3. 20,000 level: Long-term Goals
What’s your job? Driving the creation of a lot of your projects are the four to seven major areas of responsibility that you at least implicitly are going to be held accountable to have done well, at the end of some time period, by yourself if not by someone else (e.g. boss.) With a clear and current evaluation of what those areas or responsibilities are, and what you are (and are not) doing about them, there are likely new projects to be created, and old ones to be eliminated.
4. 30,000 level: Mission and Values
Where is your job going? What will the role you’re in right now be looking like 12-18 months from now, based on your goals and on the directions of the changes at that level? We’ve met very few people who are doing only what they were hired to do. These days, job descriptions are moving targets. You may be personally changing what you’re doing, given personal goals; and the job itself may need to look different, given the shifting nature of the work at the departmental or divisional level. Getting this level clear always creates some new projects and actions.

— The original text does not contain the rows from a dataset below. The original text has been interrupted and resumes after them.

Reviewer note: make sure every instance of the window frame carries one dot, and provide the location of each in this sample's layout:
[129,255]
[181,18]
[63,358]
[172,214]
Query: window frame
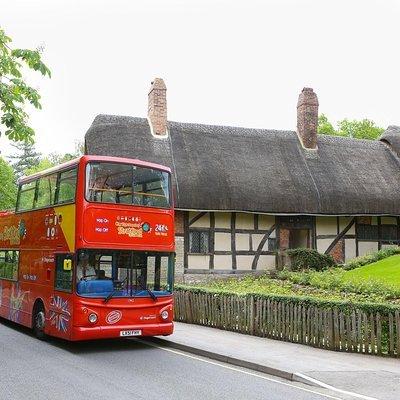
[200,231]
[18,265]
[23,191]
[73,258]
[55,202]
[170,197]
[57,193]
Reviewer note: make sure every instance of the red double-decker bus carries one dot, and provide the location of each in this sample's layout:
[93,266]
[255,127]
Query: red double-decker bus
[89,251]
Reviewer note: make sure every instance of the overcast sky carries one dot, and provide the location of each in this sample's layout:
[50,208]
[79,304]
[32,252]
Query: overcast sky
[240,63]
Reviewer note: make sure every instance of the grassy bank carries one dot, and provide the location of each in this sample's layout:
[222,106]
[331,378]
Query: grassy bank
[378,282]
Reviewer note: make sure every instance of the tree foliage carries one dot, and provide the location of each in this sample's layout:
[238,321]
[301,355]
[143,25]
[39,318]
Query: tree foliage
[8,188]
[25,159]
[15,93]
[54,159]
[363,129]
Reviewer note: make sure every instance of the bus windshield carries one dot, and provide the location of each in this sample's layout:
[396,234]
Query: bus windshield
[123,273]
[108,182]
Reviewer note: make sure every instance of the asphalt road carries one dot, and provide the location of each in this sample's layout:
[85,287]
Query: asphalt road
[127,369]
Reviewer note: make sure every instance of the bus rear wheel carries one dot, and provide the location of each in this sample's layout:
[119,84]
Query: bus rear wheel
[39,321]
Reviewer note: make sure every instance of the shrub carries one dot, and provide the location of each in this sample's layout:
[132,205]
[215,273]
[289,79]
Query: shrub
[309,259]
[371,258]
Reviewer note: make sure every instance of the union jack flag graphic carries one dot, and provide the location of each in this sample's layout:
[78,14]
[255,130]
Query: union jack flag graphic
[59,317]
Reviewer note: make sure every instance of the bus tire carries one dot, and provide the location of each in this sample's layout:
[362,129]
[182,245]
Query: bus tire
[39,320]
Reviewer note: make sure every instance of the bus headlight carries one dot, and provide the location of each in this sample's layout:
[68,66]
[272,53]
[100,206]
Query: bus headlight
[92,318]
[164,315]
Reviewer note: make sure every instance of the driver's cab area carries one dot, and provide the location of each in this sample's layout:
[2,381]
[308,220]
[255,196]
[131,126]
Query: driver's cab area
[123,273]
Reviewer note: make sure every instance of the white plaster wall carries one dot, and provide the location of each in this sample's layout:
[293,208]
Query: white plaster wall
[257,237]
[222,220]
[244,221]
[222,241]
[222,262]
[199,261]
[343,222]
[244,262]
[367,247]
[203,222]
[265,221]
[349,249]
[242,241]
[326,225]
[388,220]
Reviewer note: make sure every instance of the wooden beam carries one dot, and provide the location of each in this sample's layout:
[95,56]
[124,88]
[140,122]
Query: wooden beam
[260,247]
[197,217]
[338,237]
[233,239]
[186,239]
[212,240]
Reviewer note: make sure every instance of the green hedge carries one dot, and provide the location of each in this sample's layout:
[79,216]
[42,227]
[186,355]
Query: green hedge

5. 40,000 level: Vision (or life goal)
The goals and direction of the larger entity within which you operate heavily influence your job and your professional direction. Where is your company going to be, one to three years from now? How will that be affecting the scope and scale of your job, your department, and your division? What external factors (like technology) are influencing the changes? How is the definition and relationship with your customers going to be changing, etc.? Thinking at this level invariably surfaces some projects that need to be defined, and new action steps to move them forward.

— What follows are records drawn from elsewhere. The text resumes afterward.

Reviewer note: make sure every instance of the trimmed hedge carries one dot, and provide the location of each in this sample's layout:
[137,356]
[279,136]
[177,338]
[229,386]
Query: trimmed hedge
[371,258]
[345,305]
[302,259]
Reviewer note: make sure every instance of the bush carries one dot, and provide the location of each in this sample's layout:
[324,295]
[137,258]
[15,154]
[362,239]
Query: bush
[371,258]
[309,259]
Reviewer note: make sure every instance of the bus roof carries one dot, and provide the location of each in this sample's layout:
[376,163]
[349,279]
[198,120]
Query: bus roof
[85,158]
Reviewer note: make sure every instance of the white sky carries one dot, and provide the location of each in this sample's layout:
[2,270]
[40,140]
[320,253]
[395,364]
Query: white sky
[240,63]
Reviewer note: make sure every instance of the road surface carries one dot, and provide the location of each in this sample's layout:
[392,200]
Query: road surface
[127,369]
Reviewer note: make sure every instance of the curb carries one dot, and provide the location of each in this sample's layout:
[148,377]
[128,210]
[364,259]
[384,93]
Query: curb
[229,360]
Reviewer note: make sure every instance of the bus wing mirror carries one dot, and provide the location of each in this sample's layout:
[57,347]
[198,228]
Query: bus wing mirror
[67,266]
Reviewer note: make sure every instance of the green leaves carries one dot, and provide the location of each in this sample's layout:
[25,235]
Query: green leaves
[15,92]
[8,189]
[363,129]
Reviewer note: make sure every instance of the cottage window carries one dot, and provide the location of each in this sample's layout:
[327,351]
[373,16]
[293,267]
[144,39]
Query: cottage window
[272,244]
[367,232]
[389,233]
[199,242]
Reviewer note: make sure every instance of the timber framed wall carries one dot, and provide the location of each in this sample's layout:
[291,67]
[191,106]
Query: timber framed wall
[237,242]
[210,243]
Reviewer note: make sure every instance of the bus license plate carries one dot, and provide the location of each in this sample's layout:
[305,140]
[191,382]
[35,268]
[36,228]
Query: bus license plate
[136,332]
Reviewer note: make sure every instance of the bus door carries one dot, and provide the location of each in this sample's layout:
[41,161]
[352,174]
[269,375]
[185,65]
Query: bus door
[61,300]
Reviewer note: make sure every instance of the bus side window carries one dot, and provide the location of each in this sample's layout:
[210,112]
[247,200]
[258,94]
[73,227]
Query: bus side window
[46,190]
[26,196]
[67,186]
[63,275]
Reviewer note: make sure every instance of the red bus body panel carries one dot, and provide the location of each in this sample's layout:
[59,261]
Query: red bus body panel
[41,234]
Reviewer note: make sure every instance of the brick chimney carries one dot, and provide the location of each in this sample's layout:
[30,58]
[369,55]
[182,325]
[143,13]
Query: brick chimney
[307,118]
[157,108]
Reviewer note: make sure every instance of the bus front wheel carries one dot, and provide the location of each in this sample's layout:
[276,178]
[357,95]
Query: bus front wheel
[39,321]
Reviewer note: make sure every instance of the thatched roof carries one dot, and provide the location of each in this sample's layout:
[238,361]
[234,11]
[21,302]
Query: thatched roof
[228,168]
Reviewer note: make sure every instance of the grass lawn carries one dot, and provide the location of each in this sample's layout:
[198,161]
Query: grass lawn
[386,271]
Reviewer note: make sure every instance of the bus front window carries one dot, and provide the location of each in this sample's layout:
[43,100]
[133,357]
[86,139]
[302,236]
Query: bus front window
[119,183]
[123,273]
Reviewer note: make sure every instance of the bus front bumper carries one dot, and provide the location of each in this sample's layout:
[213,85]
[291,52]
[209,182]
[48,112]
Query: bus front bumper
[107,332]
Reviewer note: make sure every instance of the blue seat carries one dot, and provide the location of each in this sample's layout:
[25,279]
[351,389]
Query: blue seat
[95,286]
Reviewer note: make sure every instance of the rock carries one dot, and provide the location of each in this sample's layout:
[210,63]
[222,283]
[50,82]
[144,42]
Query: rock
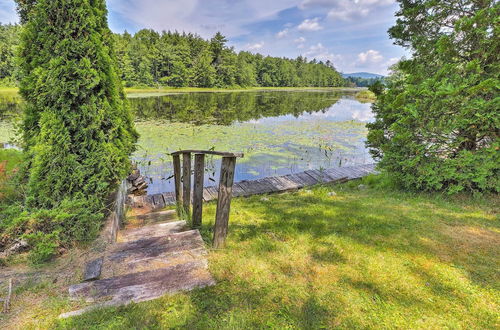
[134,175]
[19,246]
[93,270]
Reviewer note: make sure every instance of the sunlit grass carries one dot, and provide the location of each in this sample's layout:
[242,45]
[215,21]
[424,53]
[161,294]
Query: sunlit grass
[374,258]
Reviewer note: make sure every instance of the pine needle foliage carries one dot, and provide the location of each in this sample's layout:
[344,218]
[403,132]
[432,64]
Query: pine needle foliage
[77,130]
[437,124]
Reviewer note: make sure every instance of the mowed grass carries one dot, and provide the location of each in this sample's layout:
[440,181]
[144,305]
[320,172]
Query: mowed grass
[361,259]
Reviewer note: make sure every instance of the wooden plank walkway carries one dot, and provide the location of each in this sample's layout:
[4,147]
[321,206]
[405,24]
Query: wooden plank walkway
[268,185]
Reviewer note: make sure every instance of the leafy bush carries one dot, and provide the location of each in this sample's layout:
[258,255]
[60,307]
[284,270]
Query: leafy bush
[44,247]
[437,124]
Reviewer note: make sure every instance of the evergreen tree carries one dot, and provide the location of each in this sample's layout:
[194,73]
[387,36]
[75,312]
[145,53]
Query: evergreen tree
[437,125]
[203,73]
[77,131]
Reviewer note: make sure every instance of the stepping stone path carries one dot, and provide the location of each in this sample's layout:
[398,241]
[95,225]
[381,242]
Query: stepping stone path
[155,254]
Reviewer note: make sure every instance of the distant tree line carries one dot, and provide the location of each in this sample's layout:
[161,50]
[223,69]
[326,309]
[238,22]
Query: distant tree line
[153,59]
[362,82]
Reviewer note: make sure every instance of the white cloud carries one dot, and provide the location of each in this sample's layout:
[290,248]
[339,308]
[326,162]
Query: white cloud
[310,25]
[374,61]
[282,34]
[370,56]
[255,46]
[347,10]
[321,53]
[232,18]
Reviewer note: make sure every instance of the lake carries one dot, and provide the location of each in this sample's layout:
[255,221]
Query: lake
[280,132]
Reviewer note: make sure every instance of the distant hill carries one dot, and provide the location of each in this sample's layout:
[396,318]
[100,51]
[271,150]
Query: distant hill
[364,75]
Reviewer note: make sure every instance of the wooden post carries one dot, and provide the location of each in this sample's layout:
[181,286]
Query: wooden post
[177,179]
[199,174]
[224,201]
[186,178]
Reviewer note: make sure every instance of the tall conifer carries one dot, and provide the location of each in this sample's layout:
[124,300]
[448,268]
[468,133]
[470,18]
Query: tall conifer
[77,131]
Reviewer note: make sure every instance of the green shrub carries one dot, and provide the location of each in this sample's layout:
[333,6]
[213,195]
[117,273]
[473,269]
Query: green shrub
[77,130]
[44,247]
[437,123]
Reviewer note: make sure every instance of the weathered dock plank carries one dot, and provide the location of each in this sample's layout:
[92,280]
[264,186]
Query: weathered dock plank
[278,183]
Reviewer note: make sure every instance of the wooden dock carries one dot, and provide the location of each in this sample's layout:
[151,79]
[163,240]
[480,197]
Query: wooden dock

6. 50,000 level: Personal Leadership
What is the work you are here to do on the planet, with your life? This is the ultimate bigger picture discussion. Is this the job you want? Is this the lifestyle you want? Are you operating within the context of your real values, etc.? From an organizational perspective, this is the Purpose and Vision discussion. Why does it exist? No matter how organized you may get, if you are not spending enough time with your family, your health, your spiritual life, etc., you will still have “incompletes” to deal with, make decisions about, and have projects and actions about, to get completely clear.
Assessing where you spend the majority of your time can greatly assist you in understanding what you might need to adjust. For instance, if you find that the majority of your time is spent working on to-do projects with a micro-managed focus, you might consider delegating them so you can spend more time on higher-level strategic planning.